In that case, make sure you don't start with:
-- o -- A -- B -- C -- D -- E -- IM <-- integration
\ \ /
\ \ /
F1 -- F2 - FM - F4 <-- feature
Note that I have replaced the individual letters here so that I can talk about particular commits. The two most interesting commits, as far as Git itself is concerned, are F4
, which is the tip commit of the branch named feature
, and IM
, which is the tip commit of the branch named integration
.
The commit labeled FM
is not a problem, even though it is a merge commit. The commit labeled IM
is a problem. That's because this commit is reachable from the tip of integration
. For (much) more on the concept of reachability in general, see Think Like (a) Git. Whenever commit IM
itself is reachable by starting at the commit to which integration
points, and working backwards (leftwards), so are all commits that commit IM
itself reaches. Commit IM
leads back to both commit E
(not a problem) and F4
(problem!).
If you eliminate commit IM
, so that you have:
-- o -- A -- B -- C -- D -- E <-- integration
\ \
\ \
F1 -- F2 - FM - F4 <-- feature
you can now git checkout feature
and run git reset --soft integration
, resulting in this:
-- o -- A -- B -- C -- D -- E <-- feature (HEAD), integration
\ \
\ \
F1 -- F2 - FM - F4 [abandoned, but remembered as feature@{1}]
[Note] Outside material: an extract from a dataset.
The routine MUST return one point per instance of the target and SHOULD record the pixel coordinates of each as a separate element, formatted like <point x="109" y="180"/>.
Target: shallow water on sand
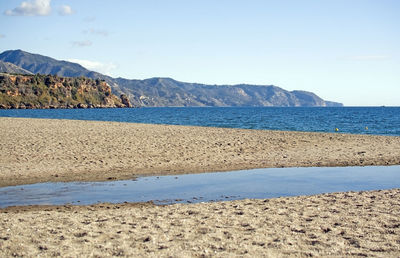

Your index and work-tree are unchanged from when you had commit F4
checked out, though, so you can now run git commit
to turn the current index into a new commit. The name feature
will now point to the new commit:
F <-- feature (HEAD)
/
-- o -- A -- B -- C -- D -- E <-- integration
\ \
\ \
F1 -- F2 - FM - F4 [feature@{1}]
The snapshot for new commit F
will match that for commit F4
:
git diff feature@{1} feature
will print nothing at all. But the parent of new commit F
is existing commit E
. (Commit F
also has a new author and committer and corresponding "now" time stamps, which also distinguish it from F4
.)
Upvotes: 1
Reputation: 1329712
Each time you are merging feature back to integration
, you are moving integration
HEAD (which now reference the new merge commit)
You need to mark integration
before doing your feature
branch and your merges in order to get back to it.
One possible marker would be origin/integration
: that last time you fetch integration
).
Another one is git merge-base --fork-point
(based on reflog
, so unreliable) or some diff between git rev-list --first-parent
of both branches.
In any case, your git reset --soft
would have to use that marker, not the local integration branch.